Marie-Aude Roux en a fait à juste titre un compte rendu dithyrambique dans le journal Le Monde. Je ne résiste pas au plaisir d’en faire profiter mes lecteurs.

PORTRAIT

On l’appelle « Doigts volants « 

La pianiste chinoise Yuja Wang a la malice de ses tenues et une vertueuse virtuosité. Eblouissement à Paris ce week-end et album pour vérifier sa grâce.

Yuja Wang n’est pas une pianiste pour l’heure du thé et des petits gâteaux. Sa jolie silhouette moulée de longs fourreaux cousus sur elle et haut fendus, ses extravagants stilettos de petite fille qui aurait piqué les chaussures de sa maman, la petite mèche blonde qui clignote dans sa chevelure noire coupée court, tout cela donne à son style alluré une note touchante et malicieuse. Ce que l’on a entendu au clavier ce 1er décembre à la Salle Pleyel était d’une tout autre nature. Tout simplement sidérant.
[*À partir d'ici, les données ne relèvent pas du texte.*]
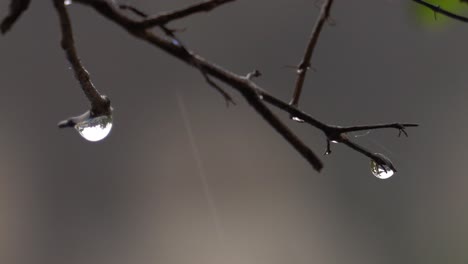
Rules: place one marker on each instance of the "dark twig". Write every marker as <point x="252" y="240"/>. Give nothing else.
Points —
<point x="227" y="97"/>
<point x="438" y="9"/>
<point x="100" y="105"/>
<point x="313" y="40"/>
<point x="400" y="127"/>
<point x="252" y="93"/>
<point x="164" y="18"/>
<point x="17" y="7"/>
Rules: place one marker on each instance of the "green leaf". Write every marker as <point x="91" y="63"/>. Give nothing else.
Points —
<point x="429" y="18"/>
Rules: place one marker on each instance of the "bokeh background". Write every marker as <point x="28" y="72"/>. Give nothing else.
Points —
<point x="183" y="179"/>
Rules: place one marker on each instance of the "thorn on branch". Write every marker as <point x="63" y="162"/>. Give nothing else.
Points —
<point x="312" y="43"/>
<point x="227" y="97"/>
<point x="253" y="74"/>
<point x="438" y="9"/>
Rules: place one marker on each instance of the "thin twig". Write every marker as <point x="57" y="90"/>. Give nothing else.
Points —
<point x="227" y="97"/>
<point x="17" y="7"/>
<point x="438" y="9"/>
<point x="99" y="104"/>
<point x="313" y="40"/>
<point x="252" y="93"/>
<point x="164" y="18"/>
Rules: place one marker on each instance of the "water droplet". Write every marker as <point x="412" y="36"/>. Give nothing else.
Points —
<point x="95" y="129"/>
<point x="382" y="171"/>
<point x="297" y="119"/>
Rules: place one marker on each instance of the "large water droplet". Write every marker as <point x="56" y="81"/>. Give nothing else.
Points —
<point x="382" y="171"/>
<point x="95" y="129"/>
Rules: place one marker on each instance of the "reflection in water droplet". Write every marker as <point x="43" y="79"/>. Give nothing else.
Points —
<point x="95" y="129"/>
<point x="297" y="119"/>
<point x="383" y="171"/>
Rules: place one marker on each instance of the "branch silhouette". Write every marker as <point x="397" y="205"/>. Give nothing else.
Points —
<point x="438" y="9"/>
<point x="256" y="96"/>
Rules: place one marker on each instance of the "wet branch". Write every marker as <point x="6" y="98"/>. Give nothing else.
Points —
<point x="304" y="65"/>
<point x="164" y="18"/>
<point x="16" y="8"/>
<point x="227" y="97"/>
<point x="99" y="104"/>
<point x="252" y="93"/>
<point x="442" y="11"/>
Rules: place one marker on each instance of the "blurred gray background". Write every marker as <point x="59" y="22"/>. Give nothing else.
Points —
<point x="242" y="195"/>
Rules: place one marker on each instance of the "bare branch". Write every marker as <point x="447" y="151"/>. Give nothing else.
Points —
<point x="17" y="7"/>
<point x="99" y="104"/>
<point x="442" y="11"/>
<point x="313" y="40"/>
<point x="400" y="127"/>
<point x="377" y="158"/>
<point x="227" y="97"/>
<point x="252" y="93"/>
<point x="164" y="18"/>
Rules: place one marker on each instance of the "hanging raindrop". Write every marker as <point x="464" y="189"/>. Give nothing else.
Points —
<point x="382" y="171"/>
<point x="95" y="129"/>
<point x="297" y="119"/>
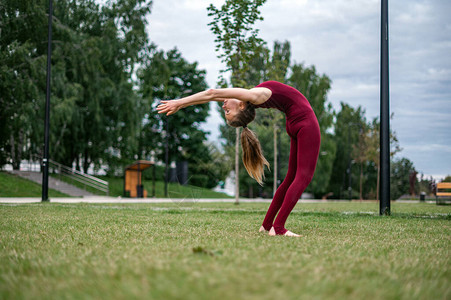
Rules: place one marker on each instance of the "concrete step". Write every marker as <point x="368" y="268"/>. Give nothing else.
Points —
<point x="54" y="183"/>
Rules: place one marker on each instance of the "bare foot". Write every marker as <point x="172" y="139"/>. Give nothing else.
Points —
<point x="262" y="229"/>
<point x="272" y="232"/>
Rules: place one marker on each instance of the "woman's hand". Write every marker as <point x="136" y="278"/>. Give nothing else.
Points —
<point x="169" y="107"/>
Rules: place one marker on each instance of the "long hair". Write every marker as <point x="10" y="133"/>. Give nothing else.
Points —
<point x="253" y="158"/>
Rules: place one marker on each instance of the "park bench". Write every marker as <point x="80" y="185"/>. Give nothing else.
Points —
<point x="442" y="192"/>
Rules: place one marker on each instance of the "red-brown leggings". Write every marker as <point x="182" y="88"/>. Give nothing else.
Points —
<point x="304" y="149"/>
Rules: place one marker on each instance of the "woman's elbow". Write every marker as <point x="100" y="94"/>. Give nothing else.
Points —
<point x="211" y="94"/>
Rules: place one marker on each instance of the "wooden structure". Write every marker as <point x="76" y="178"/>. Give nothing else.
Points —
<point x="442" y="192"/>
<point x="133" y="186"/>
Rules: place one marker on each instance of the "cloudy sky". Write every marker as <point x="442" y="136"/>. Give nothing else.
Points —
<point x="341" y="38"/>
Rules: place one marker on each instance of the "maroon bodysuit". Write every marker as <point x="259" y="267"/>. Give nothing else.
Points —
<point x="302" y="126"/>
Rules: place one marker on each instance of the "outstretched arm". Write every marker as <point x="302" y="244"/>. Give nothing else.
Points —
<point x="255" y="96"/>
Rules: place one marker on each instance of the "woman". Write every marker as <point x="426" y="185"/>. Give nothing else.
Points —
<point x="301" y="125"/>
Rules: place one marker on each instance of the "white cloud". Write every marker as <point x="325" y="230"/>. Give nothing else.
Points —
<point x="342" y="39"/>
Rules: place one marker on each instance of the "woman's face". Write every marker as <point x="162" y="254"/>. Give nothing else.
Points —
<point x="231" y="107"/>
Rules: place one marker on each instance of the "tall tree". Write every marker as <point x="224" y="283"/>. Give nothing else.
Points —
<point x="347" y="128"/>
<point x="315" y="88"/>
<point x="166" y="76"/>
<point x="237" y="43"/>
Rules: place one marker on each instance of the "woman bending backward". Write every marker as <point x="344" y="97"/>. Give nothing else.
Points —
<point x="301" y="125"/>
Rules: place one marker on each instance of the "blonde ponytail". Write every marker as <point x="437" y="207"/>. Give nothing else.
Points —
<point x="253" y="158"/>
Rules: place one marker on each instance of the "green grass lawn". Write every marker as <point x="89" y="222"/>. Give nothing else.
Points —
<point x="213" y="251"/>
<point x="15" y="186"/>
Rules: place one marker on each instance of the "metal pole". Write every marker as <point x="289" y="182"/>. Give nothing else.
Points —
<point x="45" y="160"/>
<point x="385" y="115"/>
<point x="166" y="170"/>
<point x="237" y="166"/>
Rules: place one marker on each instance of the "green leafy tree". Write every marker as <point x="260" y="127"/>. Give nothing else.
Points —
<point x="400" y="171"/>
<point x="237" y="43"/>
<point x="93" y="106"/>
<point x="166" y="76"/>
<point x="315" y="88"/>
<point x="349" y="122"/>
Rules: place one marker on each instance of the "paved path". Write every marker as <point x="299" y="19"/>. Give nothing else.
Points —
<point x="54" y="183"/>
<point x="105" y="199"/>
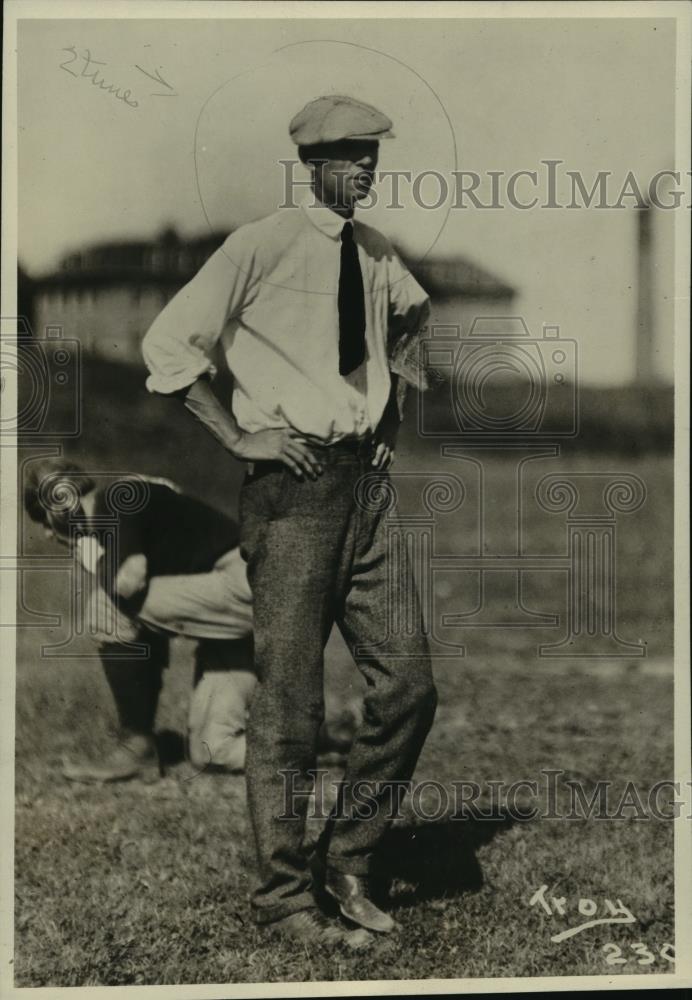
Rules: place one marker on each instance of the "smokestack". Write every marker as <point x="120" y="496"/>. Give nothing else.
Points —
<point x="645" y="333"/>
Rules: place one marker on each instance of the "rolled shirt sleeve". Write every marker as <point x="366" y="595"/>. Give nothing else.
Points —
<point x="177" y="346"/>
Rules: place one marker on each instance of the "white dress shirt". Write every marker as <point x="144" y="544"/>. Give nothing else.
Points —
<point x="270" y="295"/>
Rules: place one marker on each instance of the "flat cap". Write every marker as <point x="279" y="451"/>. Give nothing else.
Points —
<point x="330" y="119"/>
La jeune pianiste chinoise a débarqué sur notre planète Terre il y a quelques années. Née à Pékin le 10 février 1987 dans une famille d’artistes (père percussionniste, mère ballerine). Premières leçons de piano à 6 ans, sept années au Conservatoire de Pékin. Premiers concerts. Dans le cadre des échanges enter la Chine et le Canada, Yuja Wang part à 14 ans pour Calgary avant d’intégrer le célèbre Curtis Institute of Music de Philadelphie. Dès 2003, elle est second couteau lorsque ses confrères stars annulent leurs concerts – Evgueni Kissin, Martha Argerich (à laquelle on la compare), Radu Lupu, Yefim Bronfman. C’est d’ailleurs en remplaçant au pied levé Murray Perahia en juin 2008 au Théâtre du Châtelet que Yuja Wang est arrivée en France, où elle se produit depuis régulièrement, notamment dans la série Piano 4**** ou au Festival de La Roque-d’Anthéron.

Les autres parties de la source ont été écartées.